High Court inches toward comptroller in battle with IDF over October 7
The High Court of Justice is pressuring the IDF to negotiate with the State Comptroller over investigations into October 7 security failures.
The High Court of Justice is finally inching toward State Comptroller Matanyahu Englman’s side in his year-long battle with the IDF and Attorney-General Gali Baharav-Miara over the probing of failures related to October 7 and ongoing security problems.
In a hearing and decision on Monday, justices Noam Sohlberg, David Mintz, and Yael Willner gave the IDF three weeks to make more compromises with Englman, after which, if there is no deal between the sides, it is threatening to issue a binding decision.
This small progress comes after Englman himself took the unprecedented step of pleading to the justices in a classified hearing, as opposed to one of his lawyers speaking on his behalf.
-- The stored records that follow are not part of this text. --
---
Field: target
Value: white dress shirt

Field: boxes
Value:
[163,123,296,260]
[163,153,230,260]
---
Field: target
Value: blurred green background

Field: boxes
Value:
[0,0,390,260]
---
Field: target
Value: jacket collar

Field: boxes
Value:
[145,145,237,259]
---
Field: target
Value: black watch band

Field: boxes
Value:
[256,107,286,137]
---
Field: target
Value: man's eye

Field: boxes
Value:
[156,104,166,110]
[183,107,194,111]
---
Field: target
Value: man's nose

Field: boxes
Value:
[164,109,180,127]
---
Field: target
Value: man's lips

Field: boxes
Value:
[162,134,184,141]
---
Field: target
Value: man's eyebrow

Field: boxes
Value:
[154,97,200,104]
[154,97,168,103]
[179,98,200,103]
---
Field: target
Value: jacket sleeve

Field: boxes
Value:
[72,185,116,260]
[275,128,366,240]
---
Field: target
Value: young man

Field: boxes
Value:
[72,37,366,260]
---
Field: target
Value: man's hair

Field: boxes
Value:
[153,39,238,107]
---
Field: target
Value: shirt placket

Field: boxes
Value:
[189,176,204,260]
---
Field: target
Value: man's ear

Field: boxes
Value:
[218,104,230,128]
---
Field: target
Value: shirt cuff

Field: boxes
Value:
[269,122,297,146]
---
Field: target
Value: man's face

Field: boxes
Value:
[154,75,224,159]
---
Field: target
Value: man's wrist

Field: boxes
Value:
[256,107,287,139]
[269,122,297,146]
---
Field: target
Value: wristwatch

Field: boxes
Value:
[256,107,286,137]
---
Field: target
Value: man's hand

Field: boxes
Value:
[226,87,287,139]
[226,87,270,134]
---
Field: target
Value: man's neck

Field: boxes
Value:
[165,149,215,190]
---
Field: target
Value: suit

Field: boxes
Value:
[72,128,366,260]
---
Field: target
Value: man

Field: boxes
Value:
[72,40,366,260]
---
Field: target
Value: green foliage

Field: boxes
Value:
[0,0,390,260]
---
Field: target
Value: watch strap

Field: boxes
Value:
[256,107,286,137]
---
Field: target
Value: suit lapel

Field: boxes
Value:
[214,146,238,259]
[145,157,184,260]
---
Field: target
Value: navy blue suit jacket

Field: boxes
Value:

It is incremental progress because three weeks is longer than the one week or even 24 hours the justices have given when they want to put pressure on a party, but it is also much less than the three months the justices provided for negotiations in July.
In mid-July, the court told the sides to negotiate and reach a deal by October 31.
This was such a long period of time that the military essentially ignored the comptroller, especially because from late July to late August, and again since mid-September, the Lebanon and Iran crises loomed larger.
High court pressures IDF
In July-August, the killing of Hezbollah chief Fuad Shukr and Hamas chief Ismail Haniyeh in Tehran took precedence; in mid-September, the IDF was busy decapitating much of Hezbollah, and on October 1, the Islamic Republic attacked Israel head-on.
However, The Jerusalem Post understands that in his time with the judges, the comptroller helped convince them that his intentions to probe were pure and that if kept limited, it would not help Prime Minister Benjamin Netanyahu avoid a later state inquiry.
It could conceivably help fix some problematic issues. Publicizing information on security gaps related to the Nova festival, east Jerusalem, the drone threat, and other home front defense issues could potentially save lives in the future.
However, the High Court could always force the parties to engage in further negotiations once October 31 arrives.
Since August, it has been relatively clear that the latest version of the fight between IDF Chief of Staff Lt.-Gen. Herzi Halevi and Englman is not just over how busy the military is but also about who will determine the narrative of who is at fault for October 7.
Halevi has been worried that Englman will place all the blame on the IDF and leave Netanyahu relatively untouched, despite the prime minister being one of the fathers of the concept that maintaining a deterred Hamas in Gaza was a good plan. In any case, Halevi wants a broader state inquiry of Netanyahu and the government.
Englman has noted that, for better or for worse, Netanyahu is not allowing a state inquiry and that the country cannot afford to have had no independent, larger review of the disaster, even if a state inquiry might be better and could happen at some later, distant point.
The fight started back in January. From October 7 until then, Englman did not broach the issue of investigating the October 7 failures. As long as tens of thousands of IDF soldiers were fighting in northern Gaza, Khan Yunis, and southern and central Gaza, he knew that it would be problematic to try to move the issue forward.
However, as of January, the military claimed operational control of northern Gaza and alluded to being close to crushing Hamas in Khan Yunis (which it formally announced by early February).
Yet, when Englman pressed to open his probe, Halevi rebuked Englman, saying that there was still fighting going on in Gaza, that the IDF might undertake a new invasion, such as in Rafah, that there were still daily exchanges with Hezbollah, and that the question of establishing a more secure reality for northern residents could lead to a much larger conflict.
With all of these issues, he said that the military being subjected to probing by the comptroller would distract from the ongoing war.
Further, he noted that the comptroller had never probed the IDF mid-war and only afterward.
Englman retorted that he would focus on issues that wouldn’t require interviewing military commanders, such as security for the border villages, clearing the bodies of October 7 victims from the battlefield, and other such issues.
Englman further argued that the war was the longest Israel had fought since the War of Independence (1948–49), such that the country could not wait until an undetermined end date.
Halevi responded that it might make sense for Englman to carry out a probe, but not before the IDF carried out its own investigation.
But, from March until August, the military kept changing when it would publish its findings. In August, it decided to indefinitely delay publishing the probes, though it had committed to publishing them first in June and then in August.
There are still no near-term plans to publish the probes.
In fairness to the military, it agreed to probes on four side issues – up from two – and then up to six side issues up from four.
In fairness to the comptroller, he has agreed to hold back for longer some major issues. At the same time, he has insisted on covering 10 issues, four of which are somewhat major and which the IDF has not agreed to.
The IDF has said that the current crisis with Hezbollah and Iran leaves it too distracted to cooperate with Englman, but the comptroller may have started to convince the justices on Monday that a year into the war, the excuse of being too busy may have become too open-ended.